Russian Language and Literature
Basic Structure of the Department
- The Russian department offers a Major and Minor in Russian Language and Literature and a Major and Minor in Russian Area Studies.
- The Russian language sequence, RUSS 1-2-3 (a prerequisite for both majors, and for the LSA+ in Saint Petersburg) is offered as a fall-winter-spring sequence, so a student who wants to begin Russian must do so in the fall.
- The intermediate language sequence, RUSS 27-28-29, is also offered as a fall-winter-spring sequence.
- The Russian department runs an LSA+ each summer in Saint Petersburg, before which a student must complete or place out of RUSS 3. Prerequisites also include a recommendation that a student take one or more of the following: RUSS 10, 13, 14, 31 or a course in the History department on Russian History. Applications are due on January 10. (For sophomores: the summer LSA+ will satisfy the summer residence requirement.)
Courses for the Student with Little or No Background Who Wants to Explore Russian Language and Literature
- RUSS 10: Introduction to Russian Civilization
- RUSS 31: Transgressive Novels: Masterpieces of Russian Fiction
- RUSS 36: "The Seer of the Flesh:" Tolstoy's Art and Thought
- RUSS 38: Special Topics in Literature
- The Russian Language is no harder to learn than German or any of the Romance languages, and the department encourages students to begin Russian 1 as soon as possible.
Information for the First-Year Student Who Plans on Pursuing Studies in Russian
- Some language study is necessary to both majors and both minors, so a student is advised to begin with the appropriate level language courses as soon as possible.
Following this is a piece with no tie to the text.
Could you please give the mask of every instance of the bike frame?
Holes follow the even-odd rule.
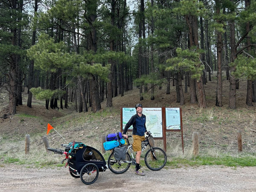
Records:
[[[151,151],[153,151],[153,150],[152,150],[152,147],[151,146],[150,146],[150,145],[149,144],[149,141],[148,141],[148,137],[146,137],[147,139],[145,140],[144,140],[144,141],[143,141],[142,142],[141,142],[141,152],[142,153],[144,150],[147,147],[147,146],[148,145],[149,145],[149,146],[151,148]],[[120,162],[121,163],[136,163],[134,162],[134,160],[135,160],[136,161],[136,159],[134,158],[134,155],[133,155],[133,149],[132,149],[132,144],[130,144],[130,142],[129,142],[129,140],[128,139],[126,139],[126,140],[127,140],[127,142],[128,143],[128,147],[127,148],[127,150],[126,151],[126,152],[127,152],[128,151],[128,150],[130,150],[130,153],[131,154],[131,161],[127,161],[127,160],[121,160],[120,161]],[[153,156],[154,156],[154,158],[155,158],[155,157],[154,156],[154,152],[153,152]]]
The introductory and intermediate language sequences begin only in the fall.
- RUSS 28 is prerequisite for the Russian Language Major. RUSS 3 is prerequisite for the Major in Russian Area Studies, and the Russian Language Minor. The Russian Area Studies Minor has either RUSS 10, 13, 19 or 21 as a prerequisite.
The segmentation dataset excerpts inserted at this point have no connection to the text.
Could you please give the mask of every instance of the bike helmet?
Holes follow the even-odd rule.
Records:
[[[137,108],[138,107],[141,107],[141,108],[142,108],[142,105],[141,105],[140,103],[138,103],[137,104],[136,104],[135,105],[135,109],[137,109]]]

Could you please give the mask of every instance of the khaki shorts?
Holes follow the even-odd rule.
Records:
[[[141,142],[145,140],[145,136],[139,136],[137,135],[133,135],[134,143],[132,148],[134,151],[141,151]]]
- There are many literary and cultural studies courses that are taught in English and assume no prior knowledge of the Russian language.
Other Information and Considerations
- It is strongly recommended that students thinking about Russian as a major should make an appointment with the chair, John Kopper, or any professor in the department, to discuss courses of study on an individual basis. This is particularly important because of the constraints that the sequencing may impose on a student's schedule.